Following CB Cary Williams’ fourth-quarter removal in favor of DeShawn Shead Sunday, a position battle has bubbled up in the Seattle Seahawks’ secondary. It may be devoid of animosity, a quiet competition among determined professionals, but the result will be crucial to Seattle’s chances against the Pittsburgh Steelers, who have the league’s most dynamic passing duo.
Coach Pete Carroll said that the competition for the cornerback position opposite Richard Sherman would bring out the best of what the secondary has to offer.
Williams, 30, was benched after the 49ers completed a 36-yard pass to TE Lance McDonald, and he did not return. After the game, Williams admitted it hadn’t been his best day.
“It was just more of a mental thing than anything,” Williams told reporters. “Maybe I was thinking about things too hard, or maybe I was looking into it a little bit different, or maybe my eyes weren’t necessarily in the right place. I don’t know why.
“I felt like I prepared pretty well for it, but for some reason I didn’t go out there and play my best ball today.”

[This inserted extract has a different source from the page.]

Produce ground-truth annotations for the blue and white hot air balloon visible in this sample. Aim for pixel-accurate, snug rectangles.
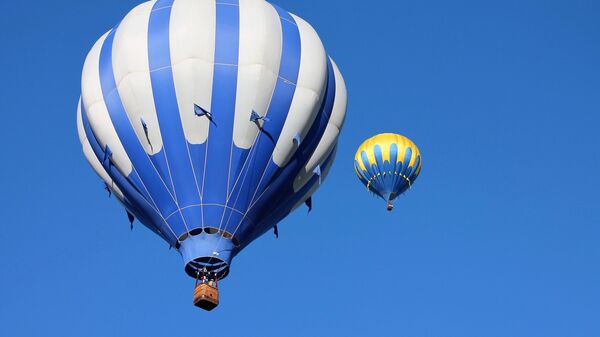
[77,0,346,308]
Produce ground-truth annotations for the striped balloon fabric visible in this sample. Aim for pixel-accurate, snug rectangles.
[354,133,421,211]
[77,0,346,277]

Now, before going against QB Ben Roethlisberger and principal WR targets Antonio Brown and Martavius Bryant, Shead and Williams have to win the job this week in practice.

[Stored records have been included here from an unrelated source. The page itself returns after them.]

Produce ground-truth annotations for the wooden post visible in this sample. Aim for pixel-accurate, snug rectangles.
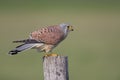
[43,56,69,80]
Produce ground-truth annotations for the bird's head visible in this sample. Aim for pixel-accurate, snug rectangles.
[60,23,74,33]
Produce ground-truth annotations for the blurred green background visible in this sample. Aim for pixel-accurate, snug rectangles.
[0,0,120,80]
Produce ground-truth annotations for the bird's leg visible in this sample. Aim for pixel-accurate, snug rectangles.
[44,53,58,57]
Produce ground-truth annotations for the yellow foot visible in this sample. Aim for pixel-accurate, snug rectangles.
[44,53,58,57]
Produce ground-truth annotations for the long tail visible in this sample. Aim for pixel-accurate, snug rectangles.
[13,39,39,43]
[9,39,43,55]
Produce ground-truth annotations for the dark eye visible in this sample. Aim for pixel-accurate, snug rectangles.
[67,26,70,29]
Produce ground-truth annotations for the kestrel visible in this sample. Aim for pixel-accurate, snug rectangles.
[9,24,73,55]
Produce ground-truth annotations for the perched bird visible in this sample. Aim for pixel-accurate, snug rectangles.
[9,24,73,55]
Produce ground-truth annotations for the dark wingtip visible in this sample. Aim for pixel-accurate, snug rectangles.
[8,50,20,55]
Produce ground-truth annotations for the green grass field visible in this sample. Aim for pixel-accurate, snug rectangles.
[0,1,120,80]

Williams said he was trying not to think about it as a competition.
“I think of it as more of an opportunity for me,” he said. “I don’t really think of it as a competition between me and anybody else, I just think it’s an opportunity for me to get better and for me to focus on myself and get back to where I need to be.
“(I’ve got to) compete during the week, compete on Sunday, and just play with a fire and a desire out there that I’ve done in the past.”
At the moment, it seems that Williams, a nine-year vet with his fourth NFL team, is on the outside looking in at the starting job.
Shead, a four-year vet, all with Seattle, said he was just trying to focus on his game.
“I’ve got to go out there and do my best and do what I can do to stay on top and make the most of my opportunity,” said Shead, who graduated from Portland State.
That’s a standard response for a former practice-squad player trying to snag a starting spot, especially in the Seahawks’ large inventory of overlooked talent.
Whoever turns in the better performance Sunday will earn a substantial amount of credibility for the remaining the five weeks of the regular season.
Whoever starts will have hands full against the Steelers. Brown has a league-best six games with 100 yards or more. He is second overall in yards — 1,141 on 79 receptions. Bryant, meanwhile, is averaging 20 yards per catch.
The Steelers are a constant threat to go deep, similar to the Arizona Cardinals, who beat the Seahawks at the Clink, 39-32.
“Everybody can catch, everybody can run, everybody’s good, and Ben’s got all those plays in him,” said Carroll. “He’s a great scrambler inside the hash marks . . . he gives himself a second or third shot at plays, that’s very difficult (to stop).”
If Williams or Shead can limit damage on the side of the field opposite Sherman, who will likely be assigned to hound Brown, the Seahawks improve their shot at beating a team with a winning record — a seasonal first.